The problem is that learning strategies that work fine in the short term (massing, blocking, repeated reading) and that are therefore favored by students, do not deliver durable learning. In study after study, where students were learning solid geometry, bird identification, the works of painters or how to hit different kinds of baseball pitches, performance during practice was better when the practice problems were blocked by type rather than mixed. However, later, when facing the problems in random order on delayed tests, performance was better in all cases where the problem types had been mixed up during study. Blocked practice shows fast learning, but fast forgetting. Mixed practice is necessary to establish durable knowledge.

Students may ace an exam after cramming all night — and feel affirmed in their knowledge of the material — but if tested a week later they may have forgotten half or more of what they thought they knew. Those who use spaced and mixed retrieval practice as a study strategy leading up to exams will do well in the exam and carry the learning forward.

Excellent Prep

Given that few students come to effective strategies on their own, teachers have a twofold challenge. In addition to helping students learn course content, it’s essential to help them learn and internalize the non-intuitive strategies that will power their continued success.

Both objectives can be accomplished by teachers explaining how learning works and modelling the strategies in class and homework so students experience success at using them.

Doesn’t more testing mean more stress for students? Actually, low- and no-stakes quizzing dials down stress by making retrieval practice routine.

Students in classes with regular low-stakes quizzing and other forms of active learning reach the end of their courses on top of their material and comfortable with retrieval. Regular low-stakes quizzing prepares students to excel at exams, and students in such classes who have expressed concern at the outset reach the end of the course wishing they had such structure in their other courses. Although it seems counterintuitive at first, using quizzing and testing is a great way to help students learn.

Authors

Henry L. Roediger and Peter C. Brown
About the Authors

Henry Roediger III is James S. McDonnell distinguished university professor at Washington University in St. Louis, Mo.

   Henry Roediger III

Peter Brown is a professional writer in St. Paul, Minn.
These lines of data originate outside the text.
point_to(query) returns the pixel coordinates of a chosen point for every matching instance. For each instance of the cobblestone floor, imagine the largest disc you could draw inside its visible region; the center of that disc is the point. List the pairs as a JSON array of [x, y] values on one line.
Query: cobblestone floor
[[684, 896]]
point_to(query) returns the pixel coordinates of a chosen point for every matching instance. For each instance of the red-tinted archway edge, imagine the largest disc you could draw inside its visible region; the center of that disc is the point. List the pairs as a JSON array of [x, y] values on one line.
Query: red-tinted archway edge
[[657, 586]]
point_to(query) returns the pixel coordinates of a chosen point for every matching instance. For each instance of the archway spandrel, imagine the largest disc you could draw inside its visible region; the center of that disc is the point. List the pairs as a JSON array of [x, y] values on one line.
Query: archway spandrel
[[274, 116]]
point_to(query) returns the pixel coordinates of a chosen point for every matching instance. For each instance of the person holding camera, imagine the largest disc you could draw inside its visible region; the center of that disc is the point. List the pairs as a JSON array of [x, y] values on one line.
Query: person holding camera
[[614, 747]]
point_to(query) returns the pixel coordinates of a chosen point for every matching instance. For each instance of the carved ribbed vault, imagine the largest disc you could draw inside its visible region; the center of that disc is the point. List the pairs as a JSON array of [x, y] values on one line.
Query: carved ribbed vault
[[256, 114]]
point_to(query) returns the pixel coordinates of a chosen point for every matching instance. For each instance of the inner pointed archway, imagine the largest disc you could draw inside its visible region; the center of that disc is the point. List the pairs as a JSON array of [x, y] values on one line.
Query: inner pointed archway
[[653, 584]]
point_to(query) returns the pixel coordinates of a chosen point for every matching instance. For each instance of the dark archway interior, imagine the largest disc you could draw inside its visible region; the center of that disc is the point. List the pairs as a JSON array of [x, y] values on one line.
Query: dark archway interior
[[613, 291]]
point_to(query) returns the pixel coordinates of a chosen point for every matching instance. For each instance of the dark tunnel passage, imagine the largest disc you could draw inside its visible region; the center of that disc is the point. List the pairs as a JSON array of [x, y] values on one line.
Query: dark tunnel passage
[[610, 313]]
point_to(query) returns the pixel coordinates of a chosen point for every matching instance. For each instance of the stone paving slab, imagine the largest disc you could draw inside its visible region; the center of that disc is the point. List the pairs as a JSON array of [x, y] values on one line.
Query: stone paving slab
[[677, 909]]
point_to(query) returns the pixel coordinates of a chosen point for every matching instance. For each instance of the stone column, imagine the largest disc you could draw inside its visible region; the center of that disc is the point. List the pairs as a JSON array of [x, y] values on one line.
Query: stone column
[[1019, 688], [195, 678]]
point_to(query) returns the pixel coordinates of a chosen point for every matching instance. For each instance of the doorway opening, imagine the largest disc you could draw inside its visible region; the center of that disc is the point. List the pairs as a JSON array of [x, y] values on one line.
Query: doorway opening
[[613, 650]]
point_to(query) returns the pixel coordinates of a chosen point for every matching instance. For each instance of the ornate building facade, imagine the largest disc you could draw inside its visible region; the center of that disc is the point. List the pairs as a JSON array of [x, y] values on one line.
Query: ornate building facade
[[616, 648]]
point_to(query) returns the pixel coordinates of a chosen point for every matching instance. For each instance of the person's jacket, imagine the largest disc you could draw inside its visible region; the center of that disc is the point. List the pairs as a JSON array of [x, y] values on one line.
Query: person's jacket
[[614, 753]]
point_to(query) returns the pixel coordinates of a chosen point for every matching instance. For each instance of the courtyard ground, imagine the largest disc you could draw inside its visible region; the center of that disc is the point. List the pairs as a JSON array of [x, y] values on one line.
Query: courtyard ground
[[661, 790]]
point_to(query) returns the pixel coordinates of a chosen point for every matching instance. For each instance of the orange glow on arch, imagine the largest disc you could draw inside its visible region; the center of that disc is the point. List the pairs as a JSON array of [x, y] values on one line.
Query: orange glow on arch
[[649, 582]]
They are co-authors, with Mark McDaniel, of Make It Stick: The Science of Successful Learning (Harvard University Press, 2014).

 


Additional Resources

These resources suggested by Henry Roediger and Peter Brown elaborate on the ideas in their article.

 www.MakeItStick.com. This is a website related to their book Make It Stick: The Science of Successful Learning.

 www.RetrievalPractice.org and www.LearningScientists.org. These two websites and blogs were created by psychologists to explicate the concepts of retrieval practice, interleaving and spacing, and their application in classrooms.

Testing Techniques of Merit

This handful of assessment techniques can improve learning in the classroom or as students study on their own.

 FREQUENT LOW-STAKES QUIZZING IN THE CLASSROOM. This is the single-most useful tool teachers can use to help students lock in learning and carry it forward. Including questions from prior weeks helps knit older material to newer material and build complex mastery.

 ASK, DON’T JUST TELL. Rather than lecturing the whole class, engage students in exercises that help them puzzle out new material and put it into their own words. Of course, teachers do need to explain complex material, but arousing curiosity first helps.

 WRITE-TO-LEARN EXERCISES. These serve as a form of elaboration on new material.

 THINK-PAIR-SHARE EXERCISES. Students collaborate to construct their own understanding of new material, supported with corrective feedback.

 SELF-QUIZZING. Coaching students to make and practice flashcards (shuffling the cards between retrieval attempts) or creating their own questions while reading text material and using the questions to study later. Students also can answer chapter questions included in a textbook and then check the answers and correct errors.